On the other hand, there is no automatic relation between a good health status in the population and good resources for the health system. Massive investments in the health system can also produce extremely poor results. But all analysis of the relationship between Health and economic development suffers from the extreme complexity of the relation and the insufficient research performed.
Many economic definitions see development as being a phenomenon measurable by increasing per capita income or gross national product (GNP). Development is therefore generally understood as the process of improving the quality of all aspects of human life (WHO 1992a). Consequently health should be improve with development and increase GNP. But it is far from it. Interrelationship between health and development is complexity. As generally poor individual health can lower work capacity and productivity; in aggregate in a population, this can severely restrict the growth of economies. On the other hand, economic development can improve socioeconomic status, nutrition, hygiene, and sanitation and can make it possible to finance good public health. Poverty can be one of the causes of diseases. The classical cycle of poverty can be broken by development. There are many indicators that show how economic development has contributed to improving quality of life and health status. There are such as increasing life expectancy, falling infant mortality, child and maternal mortality and enhanced access to services.

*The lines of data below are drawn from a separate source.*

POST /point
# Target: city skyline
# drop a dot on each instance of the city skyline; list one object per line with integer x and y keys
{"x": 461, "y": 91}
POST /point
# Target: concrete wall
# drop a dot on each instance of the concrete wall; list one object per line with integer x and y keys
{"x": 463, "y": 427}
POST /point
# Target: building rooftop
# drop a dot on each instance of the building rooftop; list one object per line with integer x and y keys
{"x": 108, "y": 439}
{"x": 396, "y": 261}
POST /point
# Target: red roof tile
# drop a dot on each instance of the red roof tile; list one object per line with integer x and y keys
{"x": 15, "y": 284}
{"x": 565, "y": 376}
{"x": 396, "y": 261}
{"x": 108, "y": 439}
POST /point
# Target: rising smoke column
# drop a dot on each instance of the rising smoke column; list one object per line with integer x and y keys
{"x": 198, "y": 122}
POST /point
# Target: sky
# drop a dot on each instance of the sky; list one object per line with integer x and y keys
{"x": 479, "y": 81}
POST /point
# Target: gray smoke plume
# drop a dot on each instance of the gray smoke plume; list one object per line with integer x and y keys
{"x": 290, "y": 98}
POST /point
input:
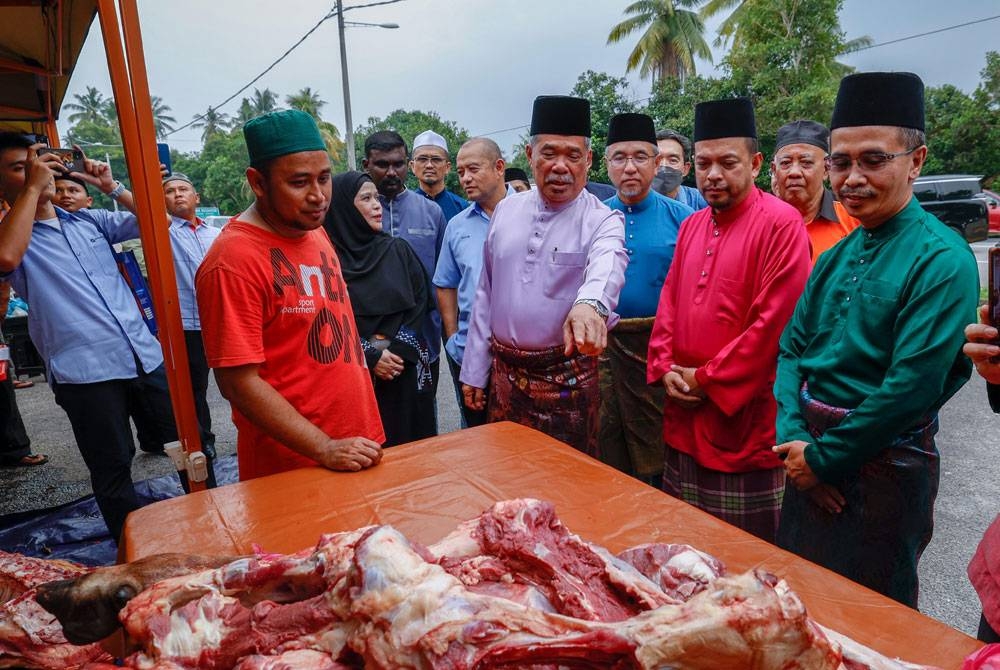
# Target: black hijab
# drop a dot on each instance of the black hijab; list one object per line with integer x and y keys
{"x": 376, "y": 266}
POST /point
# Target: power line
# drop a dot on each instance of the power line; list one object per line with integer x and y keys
{"x": 329, "y": 15}
{"x": 929, "y": 32}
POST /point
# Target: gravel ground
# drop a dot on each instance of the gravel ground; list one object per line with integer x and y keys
{"x": 966, "y": 504}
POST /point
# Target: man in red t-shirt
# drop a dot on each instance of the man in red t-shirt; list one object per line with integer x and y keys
{"x": 276, "y": 317}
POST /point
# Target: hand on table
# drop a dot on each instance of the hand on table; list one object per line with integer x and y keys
{"x": 585, "y": 331}
{"x": 351, "y": 454}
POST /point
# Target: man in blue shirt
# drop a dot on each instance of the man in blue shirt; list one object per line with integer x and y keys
{"x": 481, "y": 170}
{"x": 100, "y": 356}
{"x": 431, "y": 165}
{"x": 410, "y": 216}
{"x": 190, "y": 238}
{"x": 631, "y": 433}
{"x": 673, "y": 165}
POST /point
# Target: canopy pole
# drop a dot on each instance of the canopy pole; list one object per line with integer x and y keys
{"x": 131, "y": 91}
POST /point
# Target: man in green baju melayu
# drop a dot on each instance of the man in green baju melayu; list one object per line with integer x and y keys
{"x": 872, "y": 352}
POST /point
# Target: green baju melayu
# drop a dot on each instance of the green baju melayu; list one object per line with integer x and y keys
{"x": 872, "y": 352}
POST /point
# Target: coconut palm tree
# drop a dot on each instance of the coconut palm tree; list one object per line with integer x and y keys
{"x": 264, "y": 101}
{"x": 91, "y": 106}
{"x": 211, "y": 122}
{"x": 163, "y": 123}
{"x": 673, "y": 38}
{"x": 306, "y": 100}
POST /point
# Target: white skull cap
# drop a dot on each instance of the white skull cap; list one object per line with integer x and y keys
{"x": 429, "y": 138}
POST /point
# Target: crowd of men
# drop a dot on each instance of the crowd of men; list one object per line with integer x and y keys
{"x": 776, "y": 359}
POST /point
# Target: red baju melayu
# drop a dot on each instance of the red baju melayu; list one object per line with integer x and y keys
{"x": 731, "y": 288}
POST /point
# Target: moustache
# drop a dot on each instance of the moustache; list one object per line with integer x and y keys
{"x": 859, "y": 192}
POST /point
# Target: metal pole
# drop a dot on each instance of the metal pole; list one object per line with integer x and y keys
{"x": 349, "y": 132}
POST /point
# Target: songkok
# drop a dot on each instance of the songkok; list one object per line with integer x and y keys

Recently, the WHO has recognized three major groups of problems, which have contributed, to a growing “health crisis” in many countries. First, the very magnitude and diversity of health hazards associated with development. Secondly, the cost of disease caused by industrialization and urbanization and urbanization and also is medicine itself, the iatrogenic diseases. Thirdly, macroeconomic adjustment, which has resulted in major, cuts in the health and social budgets of many developing – and some developed – countries.
Many development policies can lead to unexpected or unintended effects on health. These can be called the ‘health by product’ if industrialization, which include risk from new dangers at work, exposure to toxic substances, effluent, radiation, traffic pollution and general industrial noise and waste in the environment. The impact of development policies on health in developed countries differs than in developing countries. Developed countries suffer more from occupation hazards, accidents, cardio-vascular disease, and cancers. And developing countries suffer from double health burden, from malnutrition, respiratory infections and diarrhoeal disease and from the same problems as developed countries. It is can describe as double shock for their economic. Besides, economic development very much stronger in most developed countries as compared to developing countries. For example, the debt crisis that takes economic resources away from the fundamental programs of immunization, primary health care and primary education.
For understanding how urbanization, modernization influence on health we should know what they are mean and what differences between them. Modernization has historically been perceived as the process of change towards social, economic and political systems. Modernization implies a complete transformation of many aspects of life, but it is often associated with industrialization. Broad views of modernization see it as involving interrelated technical, economic and ecological processes: changes from simple traditional techniques towards the application of scientific knowledge; evaluation from subsistence farming towards commercial production and specialized agriculture; transition in industry from the use of human and animal power towards industrialization proper and, in ecological arrangement, the movement from farm and village towards urban centers. Modernization is wider concept then industrialization. The health issue concern question about who has better health urban or rural inhabitants and what consequences for it. Urbanization does not automatically equate with better health but it may equate different health and health problems. The more highly urbanized countries do seem to be those which, on average, have the lowest rates of under-5s mortality and longer expectation of life. But increasing life might paradoxically be accompanied by worsening health, as the main killer disease are controlled or defeated. Modernization and industrialization are cause of three main groups of diseases: disease of poverty; environmental diseases; and psychosocial disease.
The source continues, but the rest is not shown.